Pfändungsschutz von Hilfsgeldern im Zusammenhang mit der Coronavirus-Pandemie

Nach Auffassung der Deutschen Kreditwirtschaft (DK) unterliegen Hilfsgeldzahlungen, die im Zusammenhang mit der Coronavirus-Pandemie gewährt werden, der Zwangsvollstreckung und werden daher auch von einer Pfändung des Kontoguthabens erfasst (vgl. hierzu DK-Stellungnahme vom 14. April 2020). Dies gilt für alle Girokonten unabhängig davon, ob sie als Pfändungsschutzkonten geführt werden. Hilfsgeldzahlungen müssen daher voll ausgekehrt werden, bzw. bei Pfändungsschutzkonten insoweit ausgekehrt werden, wie sie über dem individuellen kalendermonatlichen Freibetrag liegen. Sie sind nicht anders zu behandeln, als andere Kontogutschriften. Diese Rechtsauffassung entspricht offenbar auch der Einschätzung des Bundesministeriums der Justiz und für Verbraucherschutz. Ein dort vorbereiteter Gesetzesentwurf, der die Unpfändbarkeit von Hilfsgeldern anordnen sollte, ist dem Vernehmen nach bislang nur deshalb noch nicht in das Bundeskabinett eingebracht worden, weil es hierfür keinen ausreichenden Rückhalt in der Regierungskoalition gibt.

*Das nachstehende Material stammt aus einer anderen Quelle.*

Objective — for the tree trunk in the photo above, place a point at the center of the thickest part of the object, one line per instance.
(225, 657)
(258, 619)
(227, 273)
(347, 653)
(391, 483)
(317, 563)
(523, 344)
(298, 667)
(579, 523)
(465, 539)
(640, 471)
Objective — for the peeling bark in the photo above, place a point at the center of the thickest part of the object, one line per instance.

Allerdings ist nun mit einem Beschluss des Landgerichts Köln (LG Köln, Beschluss vom 23.4.2020 – 39 T 57/20) eine erste Gerichtsentscheidung bekannt geworden, die für Pfändungsschuldner eine Möglichkeit aufzeigt, Pfändungsschutz für das Guthaben zu erlangen, das auf einem gepfändeten Pfändungsschutzkonto aufgrund der Auszahlung von Corona-Soforthilfe entstanden ist. Das Landgericht Köln führt in seinem Beschluss aus, dass dem Schuldner zur Vermeidung einer unangemessenen Härte im Sinne von § 765a ZPO die Corona-Soforthilfe in voller Höhe (9.000,00 Euro) zu belassen sei und von der Pfändung auszunehmen sei. Der Anspruch des Schuldners aus dem Bescheid der Bezirksregierung Köln auf Gewährung der Corona-Soforthilfe sei ein nach § 851 Abs. 1 ZPO unpfändbarer Anspruch. Diese Unpfändbarkeit des Anspruches auf Auszahlung der Corona-Soforthilfe setze sich allerdings nicht an dem aus der Auszahlung entstehenden Guthaben auf dem Konto des Empfängers der Hilfsgeldzahlung fort. Nach Auffassung des Landgerichts Köln ist es dem Vollstreckungsgericht allerdings möglich, den Pfändungsfreibetrag auf dem Konto um den Betrag der ausgezahlten Corona-Soforthilfe zu erhöhen.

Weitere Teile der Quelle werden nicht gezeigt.